Robin Schulz veröffentlicht Single mit Berliner Indie-Quartett

Kennt ihr schon OSWALD aus Berlin? Noch nicht? Manche dürften schon vom Berliner Musikprojekt gehört haben, andere nicht. Drei Singles lieferte das aufstrebende Projekt bereits ab. DJ-Superstar Robin Schulz jedenfalls wurde auf einen Track des Indie-Quartetts aufmerksam. Jetzt steht ein gemeinsames Release in den Startlöchern, das musikalisch an alte Zeiten erinnert. Wie es dazu kam? Eine Privatnachricht und ein wilder Release-Rave sind beteiligt …

Wie würdet ihr reagieren, wenn ihr als gerade aufstrebendes Musik-Projekt, womöglich kurz vor dem Durchbruch, aber noch nicht dick in den Mainstream-Charts vertreten, plötzlich eine Privatnachricht vom international erfolgreichsten Künstler Deutschlands bekommt? OSWALD aus Berlin dürften wohl ausgeflippt sein, denn genau das ist dem Berliner Indie-Quartett passiert. Robin Schulz persönlich meldete sich beim dem Newcomer-Kollektiv.

Schulz, der wohl in den letzten Jahren alles erreicht hat, was als Musiker kommerziell so erreichen möchten. Er konnte 15 Nummer-1-Hits in den deutschen Airplay-Charts landen, hat 850 (!) Goldauszeichnungen global erlangt, kann 16 Milliarden Streams und mehr als 30 Millionen Musikverkäufe verbuchen und spielte auf sämtlichen Big-Player-Festivals des Globus.
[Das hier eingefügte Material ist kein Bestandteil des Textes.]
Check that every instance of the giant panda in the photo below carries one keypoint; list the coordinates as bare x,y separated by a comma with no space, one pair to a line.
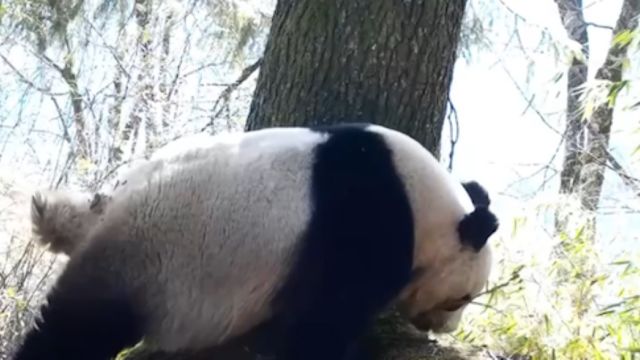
315,230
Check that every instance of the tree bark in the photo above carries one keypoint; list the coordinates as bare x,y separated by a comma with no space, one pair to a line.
386,62
598,130
379,61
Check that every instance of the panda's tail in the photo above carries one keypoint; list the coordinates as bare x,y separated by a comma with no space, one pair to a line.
62,219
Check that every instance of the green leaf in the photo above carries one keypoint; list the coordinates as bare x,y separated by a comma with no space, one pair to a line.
614,91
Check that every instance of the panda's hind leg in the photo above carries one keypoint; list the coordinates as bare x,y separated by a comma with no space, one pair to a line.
357,252
89,313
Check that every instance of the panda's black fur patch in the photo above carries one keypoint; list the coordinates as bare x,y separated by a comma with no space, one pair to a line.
357,253
476,227
86,317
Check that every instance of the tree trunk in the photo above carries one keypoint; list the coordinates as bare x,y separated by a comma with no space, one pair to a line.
386,62
587,140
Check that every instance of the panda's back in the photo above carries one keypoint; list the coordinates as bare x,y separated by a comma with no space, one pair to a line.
216,226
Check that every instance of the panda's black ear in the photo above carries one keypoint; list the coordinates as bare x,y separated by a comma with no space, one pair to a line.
476,227
477,193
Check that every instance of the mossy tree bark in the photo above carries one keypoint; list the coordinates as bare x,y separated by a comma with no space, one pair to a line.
380,61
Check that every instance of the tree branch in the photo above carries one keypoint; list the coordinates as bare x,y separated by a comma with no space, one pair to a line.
224,96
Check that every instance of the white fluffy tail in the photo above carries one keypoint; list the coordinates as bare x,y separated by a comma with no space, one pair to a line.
63,219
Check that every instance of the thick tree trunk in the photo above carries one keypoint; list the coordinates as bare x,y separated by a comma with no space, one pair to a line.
587,140
572,17
387,62
380,61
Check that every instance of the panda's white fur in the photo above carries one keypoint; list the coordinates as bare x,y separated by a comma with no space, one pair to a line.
206,242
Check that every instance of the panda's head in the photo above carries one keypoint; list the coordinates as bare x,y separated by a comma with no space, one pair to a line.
457,263
62,219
Übers Internet wurde der ursprünglich aus Osnabrück kommende Künstler, der mit Tracks wie „Prayer In C“, ebenfalls ein Remix oder „Sugar“ in den 2010er-Jahren seine größten Hits feierte auf das außergewöhnliche Kreativprojekt OSWALD aufmerksam. OSWALD feierten zur Veröffentlichung ihrer Single „unendlichkeit“ einen wilden Release-Rave, der im Internet viral ging. Von dieser Energie ließ auch Robin Schulz sich packen und zögerte er nicht lang: mit einer DM begann die Geschichte, die jetzt im gemeinsamen Release mündet.
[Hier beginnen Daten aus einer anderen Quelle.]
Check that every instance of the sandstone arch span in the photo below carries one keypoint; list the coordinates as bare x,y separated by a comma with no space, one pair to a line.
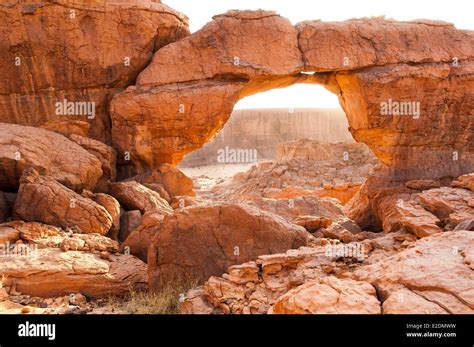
188,91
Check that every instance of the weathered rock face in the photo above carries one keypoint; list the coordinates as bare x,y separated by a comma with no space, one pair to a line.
438,269
218,50
51,272
105,154
49,153
108,44
173,181
329,295
43,199
389,77
203,241
394,138
134,196
170,109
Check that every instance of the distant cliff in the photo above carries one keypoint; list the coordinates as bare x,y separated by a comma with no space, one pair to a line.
263,129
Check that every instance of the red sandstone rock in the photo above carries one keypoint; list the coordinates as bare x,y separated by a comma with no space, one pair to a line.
465,181
203,241
329,295
49,153
101,37
42,199
174,181
113,208
134,196
106,155
438,269
270,48
52,272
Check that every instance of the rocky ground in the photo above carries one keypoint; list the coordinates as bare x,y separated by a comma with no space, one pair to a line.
96,218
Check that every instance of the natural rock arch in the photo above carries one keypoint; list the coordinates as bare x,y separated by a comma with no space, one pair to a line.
188,91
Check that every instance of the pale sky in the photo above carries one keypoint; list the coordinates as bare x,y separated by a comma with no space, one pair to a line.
458,12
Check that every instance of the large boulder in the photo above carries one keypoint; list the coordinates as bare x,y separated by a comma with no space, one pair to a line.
173,180
203,241
329,295
43,199
50,153
108,44
50,272
106,155
134,196
438,269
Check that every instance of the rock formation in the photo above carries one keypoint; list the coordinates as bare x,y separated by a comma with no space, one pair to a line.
106,97
77,51
203,241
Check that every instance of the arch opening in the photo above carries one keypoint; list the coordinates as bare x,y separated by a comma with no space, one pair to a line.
282,143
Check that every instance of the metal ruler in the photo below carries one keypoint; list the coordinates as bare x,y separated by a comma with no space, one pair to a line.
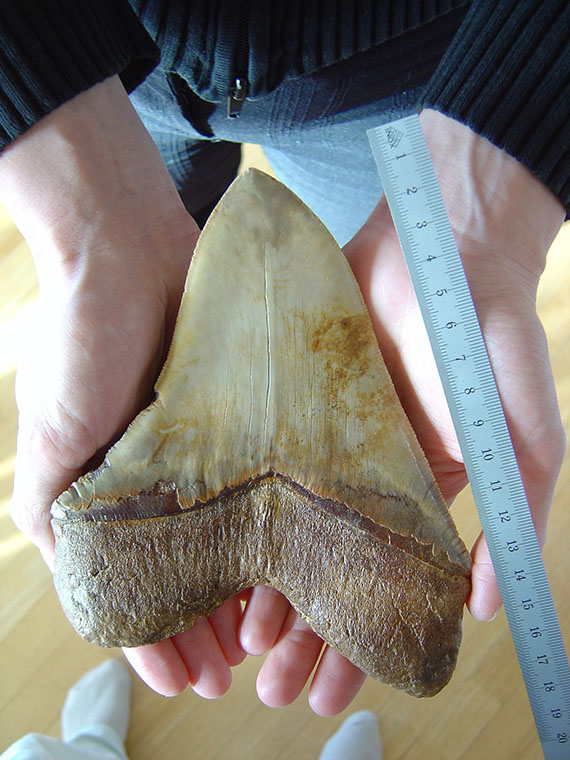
435,267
Das Original von „unendlichkeit“, der Visualizer versprüht die Energie des Quartetts:

OSWALD bewegen sich im Independent-Bereich. Sie kreieren ihren ganz eigenen Sound, der verschiedene Genres organisch mit einfließen lässt. Techno meets Indie meets Pop meets House und emotionale Vocals. Geht nicht? Gibt’s nicht! Außerdem setzen die vier Jungs ein starkes Zeichen mit ihren Werten: sie stehen für Verbundenheit, Freundschaft, Gemeinschaft, Authentizität, Bewusstsein und Wertschätzung.

Mit dieser authentischen Appearance wächst die Fanbase von OSWALD deutlich an. Das gemeinsame Release mit Robin Schulz dürfte dem Erfolg noch einen weiteren gewaltigen Schub verleihen.
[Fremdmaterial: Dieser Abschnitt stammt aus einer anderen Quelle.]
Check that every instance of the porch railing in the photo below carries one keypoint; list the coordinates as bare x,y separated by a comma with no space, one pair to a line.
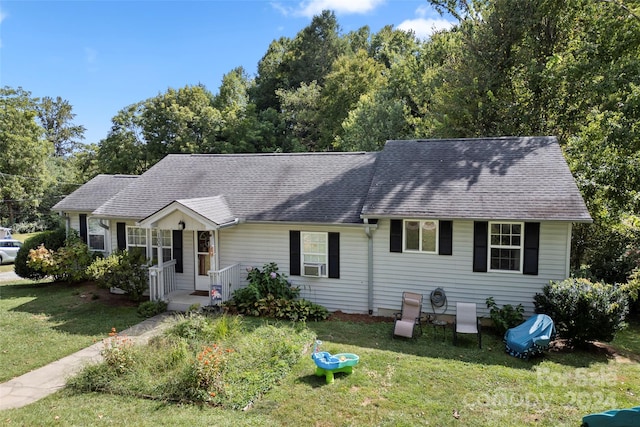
224,281
162,281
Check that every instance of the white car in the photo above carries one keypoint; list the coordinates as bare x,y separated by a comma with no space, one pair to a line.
8,250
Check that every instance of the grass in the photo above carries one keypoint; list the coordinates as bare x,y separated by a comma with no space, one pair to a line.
398,382
42,322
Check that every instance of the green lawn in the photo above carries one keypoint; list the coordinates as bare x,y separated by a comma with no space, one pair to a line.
22,237
398,382
42,322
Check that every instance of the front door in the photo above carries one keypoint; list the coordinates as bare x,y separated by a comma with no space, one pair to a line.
204,256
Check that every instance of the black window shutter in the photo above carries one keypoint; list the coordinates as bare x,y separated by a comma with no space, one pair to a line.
121,232
83,228
445,244
334,255
480,242
294,253
177,250
395,236
531,248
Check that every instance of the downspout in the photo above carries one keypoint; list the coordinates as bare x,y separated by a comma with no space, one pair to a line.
67,224
367,230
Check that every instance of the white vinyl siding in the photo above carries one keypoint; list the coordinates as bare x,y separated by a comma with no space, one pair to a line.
162,239
137,240
96,235
420,235
253,245
506,243
398,272
314,253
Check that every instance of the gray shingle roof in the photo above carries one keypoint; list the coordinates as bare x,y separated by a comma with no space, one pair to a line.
94,193
518,178
524,178
306,187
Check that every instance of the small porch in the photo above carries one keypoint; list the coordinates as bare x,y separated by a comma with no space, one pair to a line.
162,286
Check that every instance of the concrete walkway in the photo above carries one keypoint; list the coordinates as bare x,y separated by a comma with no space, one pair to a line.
9,276
44,381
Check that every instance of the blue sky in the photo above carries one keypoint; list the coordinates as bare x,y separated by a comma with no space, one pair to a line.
104,55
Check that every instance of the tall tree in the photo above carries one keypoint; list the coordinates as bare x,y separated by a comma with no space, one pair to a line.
314,50
56,117
351,77
124,149
23,173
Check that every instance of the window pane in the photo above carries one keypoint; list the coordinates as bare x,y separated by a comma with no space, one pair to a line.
505,259
96,242
412,235
429,236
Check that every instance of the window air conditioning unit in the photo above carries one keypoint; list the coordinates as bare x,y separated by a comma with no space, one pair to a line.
314,270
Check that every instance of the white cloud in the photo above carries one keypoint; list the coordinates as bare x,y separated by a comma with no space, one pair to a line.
310,8
424,27
2,18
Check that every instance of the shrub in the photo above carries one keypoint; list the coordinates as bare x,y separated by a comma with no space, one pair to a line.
67,264
584,311
52,240
506,317
122,269
151,308
269,294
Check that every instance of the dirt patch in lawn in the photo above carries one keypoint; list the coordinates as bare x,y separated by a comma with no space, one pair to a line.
596,347
362,318
89,291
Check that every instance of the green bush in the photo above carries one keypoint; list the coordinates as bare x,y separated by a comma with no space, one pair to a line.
506,317
124,270
269,282
584,311
151,308
269,294
52,240
66,264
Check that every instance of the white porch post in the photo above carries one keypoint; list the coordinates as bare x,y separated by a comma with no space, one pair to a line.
160,262
213,265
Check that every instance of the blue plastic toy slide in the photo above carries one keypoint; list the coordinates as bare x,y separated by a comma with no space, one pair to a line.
531,337
613,418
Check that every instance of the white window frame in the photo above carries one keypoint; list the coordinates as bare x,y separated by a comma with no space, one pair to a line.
421,223
140,233
154,244
93,225
491,246
315,258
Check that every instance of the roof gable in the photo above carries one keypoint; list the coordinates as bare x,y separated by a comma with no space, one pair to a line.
305,187
516,178
94,193
212,211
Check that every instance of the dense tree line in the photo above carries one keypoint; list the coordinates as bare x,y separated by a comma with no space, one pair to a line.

Das Schulz-Rework von „unendlichkeit“ erinnert an alte Tage des Interpreten. Auch sein Durchbruchs-Track „Prayer In C“ war ein Remake eines Independent-Tracks. Es folgte zum Beispiel ein Rework mit dem deutschen Hip-Hop-Künstler Alligatoah zu dessen Track „Prayer In C“. Auch musikalisch eine Rückbesinnung: deeper House trifft auf Vocals. „unendlichkeit“ fällt noch wesentlich deeper und melancholischer aus, als damalige Nummern – der Energie von OSWALD zu verdanken. Intensive, melodische Synthies, treffen auf eine fesselnde Stimme. Der Sound lässt einen schweben, textlich befindet man sich im Moment und trotzdem in der „unendlichkeit“.

Das Rework von „unendlichkeit“ – die Kollabo zwischen Robin Schulz und OSWALD:

Die Single „unendlichkeit (rework)“ von Robin Schulz x OSWALD ist am 28. März via Warner Music Central Europe erschienen.